Texas Intermediate Oil Price (WTI) It opened this Wednesday with a drop of 3.35%, to US$69.26 a barrel, falling below US$70, just one day after losing the US$75 barrier, while today it is expected that the US Federal Reserve (Fed) announce a new rise in interest rates.
At 9:00 a.m. local time (1:00 p.m. GMT), the contracts WTI futures for June delivery had US$2.40 remaining from the close of the previous day.
He Petroleum The US benchmark has been down for four consecutive days and yesterday it sank 5.3% due to the financial unrest caused by the bank’s collapse First Republic and that yesterday also weighed down the main Wall Street indices.
He also gave in for fear of a slowdown in China and because of the jitters ahead of the Fed’s announcement of its interest rate policy decision today.
most of analysts are of the opinion that the Fed will announce a new rate hike 25 points bases to leave interest rates between 5 and 5.25%, their highest value in 16 years.
“WTI crude oil futures fell a 5.31% due to the resurgence of fears that another banking crisis is looming”, the analyst pointed out this morning Tom Essaye in your letter to clients.
The firm’s analyst Oanda Craig Erlamconsiders that “the warning signs indicate that investors are very concerned about the global economic outlook, especially in the US, and the data they are catching up little by little, which should discourage the Fed from raising rates today,” although he acknowledges that it will most likely raise rates.

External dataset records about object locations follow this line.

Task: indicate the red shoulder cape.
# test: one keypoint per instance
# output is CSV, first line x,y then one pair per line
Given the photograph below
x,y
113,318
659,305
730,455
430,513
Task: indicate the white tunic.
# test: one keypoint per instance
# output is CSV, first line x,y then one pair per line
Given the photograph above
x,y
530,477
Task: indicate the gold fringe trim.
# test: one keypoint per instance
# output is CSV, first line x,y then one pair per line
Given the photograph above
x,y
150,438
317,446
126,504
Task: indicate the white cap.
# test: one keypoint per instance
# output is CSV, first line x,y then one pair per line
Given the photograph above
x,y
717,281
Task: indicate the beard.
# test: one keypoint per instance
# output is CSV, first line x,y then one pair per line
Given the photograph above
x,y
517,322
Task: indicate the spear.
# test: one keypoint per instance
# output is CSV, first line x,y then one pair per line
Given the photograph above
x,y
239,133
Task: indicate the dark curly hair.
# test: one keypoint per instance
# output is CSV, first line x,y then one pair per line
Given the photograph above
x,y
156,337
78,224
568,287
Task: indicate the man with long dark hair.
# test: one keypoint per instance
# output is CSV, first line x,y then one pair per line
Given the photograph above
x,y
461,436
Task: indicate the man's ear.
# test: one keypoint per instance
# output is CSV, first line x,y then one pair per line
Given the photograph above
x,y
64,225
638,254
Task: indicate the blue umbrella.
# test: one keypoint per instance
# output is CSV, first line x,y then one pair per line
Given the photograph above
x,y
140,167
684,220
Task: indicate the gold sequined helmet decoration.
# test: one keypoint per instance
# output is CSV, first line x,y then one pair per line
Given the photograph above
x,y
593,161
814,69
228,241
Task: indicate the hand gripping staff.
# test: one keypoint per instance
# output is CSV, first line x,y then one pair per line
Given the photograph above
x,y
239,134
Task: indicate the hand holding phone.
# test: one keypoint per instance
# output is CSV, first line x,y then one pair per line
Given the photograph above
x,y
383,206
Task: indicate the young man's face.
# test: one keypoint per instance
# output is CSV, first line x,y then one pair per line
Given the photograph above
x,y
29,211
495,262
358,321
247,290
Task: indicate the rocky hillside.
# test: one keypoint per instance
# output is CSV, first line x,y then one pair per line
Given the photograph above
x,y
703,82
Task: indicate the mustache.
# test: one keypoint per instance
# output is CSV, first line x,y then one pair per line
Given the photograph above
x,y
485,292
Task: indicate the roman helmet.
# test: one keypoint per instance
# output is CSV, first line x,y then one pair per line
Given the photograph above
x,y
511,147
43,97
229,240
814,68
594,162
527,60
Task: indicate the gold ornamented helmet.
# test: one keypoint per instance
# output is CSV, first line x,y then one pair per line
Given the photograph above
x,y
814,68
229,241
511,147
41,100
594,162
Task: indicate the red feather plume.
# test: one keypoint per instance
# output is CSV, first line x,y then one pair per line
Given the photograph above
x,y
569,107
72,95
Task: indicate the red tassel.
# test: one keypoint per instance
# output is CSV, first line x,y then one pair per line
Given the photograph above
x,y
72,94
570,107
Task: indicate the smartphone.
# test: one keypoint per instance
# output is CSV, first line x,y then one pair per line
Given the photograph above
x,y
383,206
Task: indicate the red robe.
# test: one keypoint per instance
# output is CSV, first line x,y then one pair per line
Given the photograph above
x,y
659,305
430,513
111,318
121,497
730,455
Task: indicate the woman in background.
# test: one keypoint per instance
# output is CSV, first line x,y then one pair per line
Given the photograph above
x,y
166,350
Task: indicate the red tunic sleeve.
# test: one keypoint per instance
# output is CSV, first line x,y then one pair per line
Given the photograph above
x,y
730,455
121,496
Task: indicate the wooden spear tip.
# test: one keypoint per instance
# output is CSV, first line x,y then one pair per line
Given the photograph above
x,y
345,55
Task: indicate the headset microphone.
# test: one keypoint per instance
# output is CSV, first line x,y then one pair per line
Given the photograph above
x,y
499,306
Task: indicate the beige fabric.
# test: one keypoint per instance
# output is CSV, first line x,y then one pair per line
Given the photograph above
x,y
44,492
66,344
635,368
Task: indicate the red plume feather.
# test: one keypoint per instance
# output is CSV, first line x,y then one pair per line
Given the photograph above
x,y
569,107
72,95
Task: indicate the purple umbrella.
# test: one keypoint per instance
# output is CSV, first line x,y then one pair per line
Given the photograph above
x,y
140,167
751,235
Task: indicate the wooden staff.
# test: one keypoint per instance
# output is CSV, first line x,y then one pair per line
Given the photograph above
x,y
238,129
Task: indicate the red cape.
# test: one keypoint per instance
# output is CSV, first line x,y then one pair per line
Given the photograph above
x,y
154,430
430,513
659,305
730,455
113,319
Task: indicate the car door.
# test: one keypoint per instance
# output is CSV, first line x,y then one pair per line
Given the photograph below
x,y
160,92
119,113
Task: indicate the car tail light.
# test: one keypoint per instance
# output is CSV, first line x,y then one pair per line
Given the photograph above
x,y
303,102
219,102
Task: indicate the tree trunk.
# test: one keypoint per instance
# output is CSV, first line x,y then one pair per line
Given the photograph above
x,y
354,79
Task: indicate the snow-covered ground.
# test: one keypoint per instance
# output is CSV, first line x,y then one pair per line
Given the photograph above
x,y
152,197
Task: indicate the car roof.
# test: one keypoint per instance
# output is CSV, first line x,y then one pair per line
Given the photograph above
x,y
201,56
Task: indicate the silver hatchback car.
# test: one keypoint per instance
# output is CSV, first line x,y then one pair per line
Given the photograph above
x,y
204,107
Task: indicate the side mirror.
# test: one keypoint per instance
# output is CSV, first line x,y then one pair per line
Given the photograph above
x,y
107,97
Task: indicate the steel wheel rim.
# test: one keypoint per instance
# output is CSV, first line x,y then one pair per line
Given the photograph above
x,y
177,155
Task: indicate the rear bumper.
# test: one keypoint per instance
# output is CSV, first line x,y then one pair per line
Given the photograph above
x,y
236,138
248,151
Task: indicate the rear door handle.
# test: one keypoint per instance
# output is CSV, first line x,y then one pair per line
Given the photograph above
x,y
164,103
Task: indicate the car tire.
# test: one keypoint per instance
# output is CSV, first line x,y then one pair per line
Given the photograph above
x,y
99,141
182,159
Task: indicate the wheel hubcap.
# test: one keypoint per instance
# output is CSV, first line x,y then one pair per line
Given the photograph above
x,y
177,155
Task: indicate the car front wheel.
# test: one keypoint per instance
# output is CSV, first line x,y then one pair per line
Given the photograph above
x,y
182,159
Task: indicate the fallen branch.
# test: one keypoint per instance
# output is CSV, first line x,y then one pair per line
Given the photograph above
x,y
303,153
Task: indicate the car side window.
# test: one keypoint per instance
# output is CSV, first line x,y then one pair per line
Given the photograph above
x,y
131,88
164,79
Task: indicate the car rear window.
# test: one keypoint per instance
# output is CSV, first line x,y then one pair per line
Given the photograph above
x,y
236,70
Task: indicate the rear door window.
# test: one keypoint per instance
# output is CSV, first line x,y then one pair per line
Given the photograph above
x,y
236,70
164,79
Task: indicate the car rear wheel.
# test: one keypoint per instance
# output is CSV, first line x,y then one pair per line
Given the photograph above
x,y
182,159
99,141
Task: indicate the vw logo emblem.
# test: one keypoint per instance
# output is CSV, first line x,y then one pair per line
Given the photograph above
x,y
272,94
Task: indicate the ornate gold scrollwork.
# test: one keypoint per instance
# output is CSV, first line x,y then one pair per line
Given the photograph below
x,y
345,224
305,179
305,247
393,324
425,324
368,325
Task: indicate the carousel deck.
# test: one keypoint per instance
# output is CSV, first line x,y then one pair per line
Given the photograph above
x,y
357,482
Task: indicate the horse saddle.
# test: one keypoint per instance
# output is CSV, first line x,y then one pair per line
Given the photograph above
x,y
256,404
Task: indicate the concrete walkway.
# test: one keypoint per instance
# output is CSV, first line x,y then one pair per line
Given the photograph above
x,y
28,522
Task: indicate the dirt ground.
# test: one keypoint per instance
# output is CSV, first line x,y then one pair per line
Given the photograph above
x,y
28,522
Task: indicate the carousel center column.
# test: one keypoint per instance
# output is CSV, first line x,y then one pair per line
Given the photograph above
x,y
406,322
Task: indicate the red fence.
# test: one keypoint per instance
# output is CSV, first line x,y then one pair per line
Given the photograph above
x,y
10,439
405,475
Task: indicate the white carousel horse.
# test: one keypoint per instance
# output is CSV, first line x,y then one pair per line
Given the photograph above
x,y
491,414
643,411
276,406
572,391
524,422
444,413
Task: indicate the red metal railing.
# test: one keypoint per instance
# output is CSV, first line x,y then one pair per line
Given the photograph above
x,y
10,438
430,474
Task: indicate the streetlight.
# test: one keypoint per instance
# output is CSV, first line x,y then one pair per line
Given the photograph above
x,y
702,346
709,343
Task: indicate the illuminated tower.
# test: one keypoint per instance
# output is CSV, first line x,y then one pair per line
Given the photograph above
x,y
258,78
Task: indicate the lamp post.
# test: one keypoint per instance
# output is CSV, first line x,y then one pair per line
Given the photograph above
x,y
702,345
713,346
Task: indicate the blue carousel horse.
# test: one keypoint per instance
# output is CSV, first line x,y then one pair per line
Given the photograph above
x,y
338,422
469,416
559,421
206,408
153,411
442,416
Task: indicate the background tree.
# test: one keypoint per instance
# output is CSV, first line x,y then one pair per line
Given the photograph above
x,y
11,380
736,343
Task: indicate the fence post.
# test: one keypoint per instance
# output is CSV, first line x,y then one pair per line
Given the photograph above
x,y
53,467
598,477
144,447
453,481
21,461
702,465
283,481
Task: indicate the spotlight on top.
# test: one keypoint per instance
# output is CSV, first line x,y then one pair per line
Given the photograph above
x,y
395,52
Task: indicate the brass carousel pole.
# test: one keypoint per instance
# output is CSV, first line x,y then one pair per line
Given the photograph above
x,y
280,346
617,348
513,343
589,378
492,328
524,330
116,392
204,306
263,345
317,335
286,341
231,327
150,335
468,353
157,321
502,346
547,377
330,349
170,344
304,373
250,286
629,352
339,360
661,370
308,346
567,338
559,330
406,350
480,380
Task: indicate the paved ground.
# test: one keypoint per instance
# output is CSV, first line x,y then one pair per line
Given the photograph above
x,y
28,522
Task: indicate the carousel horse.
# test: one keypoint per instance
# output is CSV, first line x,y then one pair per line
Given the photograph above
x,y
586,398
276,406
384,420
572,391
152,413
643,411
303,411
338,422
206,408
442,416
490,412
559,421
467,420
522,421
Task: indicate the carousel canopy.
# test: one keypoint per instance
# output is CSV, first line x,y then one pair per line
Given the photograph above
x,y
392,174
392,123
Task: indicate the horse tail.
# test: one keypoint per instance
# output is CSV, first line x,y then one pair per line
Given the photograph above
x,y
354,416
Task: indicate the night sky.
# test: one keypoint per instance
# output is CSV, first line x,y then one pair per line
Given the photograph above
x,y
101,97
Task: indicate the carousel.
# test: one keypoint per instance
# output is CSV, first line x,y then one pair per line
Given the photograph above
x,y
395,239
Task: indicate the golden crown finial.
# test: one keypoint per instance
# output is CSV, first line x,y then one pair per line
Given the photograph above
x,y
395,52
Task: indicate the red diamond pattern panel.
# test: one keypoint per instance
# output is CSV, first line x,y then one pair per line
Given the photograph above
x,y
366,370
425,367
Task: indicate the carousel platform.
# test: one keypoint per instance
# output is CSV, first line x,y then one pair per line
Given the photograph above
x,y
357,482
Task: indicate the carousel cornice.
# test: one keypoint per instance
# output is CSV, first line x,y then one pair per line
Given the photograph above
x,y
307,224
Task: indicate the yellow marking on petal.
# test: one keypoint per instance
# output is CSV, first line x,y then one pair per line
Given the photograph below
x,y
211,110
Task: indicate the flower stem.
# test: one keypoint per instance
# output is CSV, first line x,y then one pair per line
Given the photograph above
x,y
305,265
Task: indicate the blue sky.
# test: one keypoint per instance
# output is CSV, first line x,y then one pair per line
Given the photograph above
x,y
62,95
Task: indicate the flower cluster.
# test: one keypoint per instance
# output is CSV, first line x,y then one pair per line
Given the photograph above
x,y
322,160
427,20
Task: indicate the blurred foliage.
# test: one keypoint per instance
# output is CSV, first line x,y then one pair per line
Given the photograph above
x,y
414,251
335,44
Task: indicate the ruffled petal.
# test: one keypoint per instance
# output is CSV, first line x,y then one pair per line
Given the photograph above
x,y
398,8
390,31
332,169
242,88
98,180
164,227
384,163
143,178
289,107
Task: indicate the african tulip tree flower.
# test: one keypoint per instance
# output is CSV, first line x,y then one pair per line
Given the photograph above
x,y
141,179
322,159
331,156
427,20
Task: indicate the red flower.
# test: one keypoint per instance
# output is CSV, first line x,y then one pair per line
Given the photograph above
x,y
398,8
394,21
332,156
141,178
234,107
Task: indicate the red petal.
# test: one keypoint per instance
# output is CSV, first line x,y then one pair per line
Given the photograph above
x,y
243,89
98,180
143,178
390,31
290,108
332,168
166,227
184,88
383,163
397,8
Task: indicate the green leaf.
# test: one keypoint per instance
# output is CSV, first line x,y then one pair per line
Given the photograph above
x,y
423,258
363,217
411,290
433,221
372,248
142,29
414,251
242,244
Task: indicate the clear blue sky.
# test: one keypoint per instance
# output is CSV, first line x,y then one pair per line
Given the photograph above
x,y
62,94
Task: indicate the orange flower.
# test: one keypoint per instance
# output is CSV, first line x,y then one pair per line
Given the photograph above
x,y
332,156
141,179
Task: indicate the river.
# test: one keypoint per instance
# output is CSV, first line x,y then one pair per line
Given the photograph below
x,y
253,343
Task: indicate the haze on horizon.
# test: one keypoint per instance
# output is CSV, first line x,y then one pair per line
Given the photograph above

“It is possible that the United States is heading towards the recession and it may not be the only one, which does not bode well for crude demand,” Erlam concluded.
For his part, Slobodan Drvenicadirector of the Information and Analysis Department at Windsor Brokers, noted that analysts are watching the Fed’s announcement today and Thursday’s European Central Bank.
“Both central banks are expected to raise the interest rates and investors will be watching for signs of the Fed’s future policy path, as signs of a further rise in the cost of the loans would have a greater negative impact on the growth economic and would hurt demand,” he said in an analysis published in Fxstreet.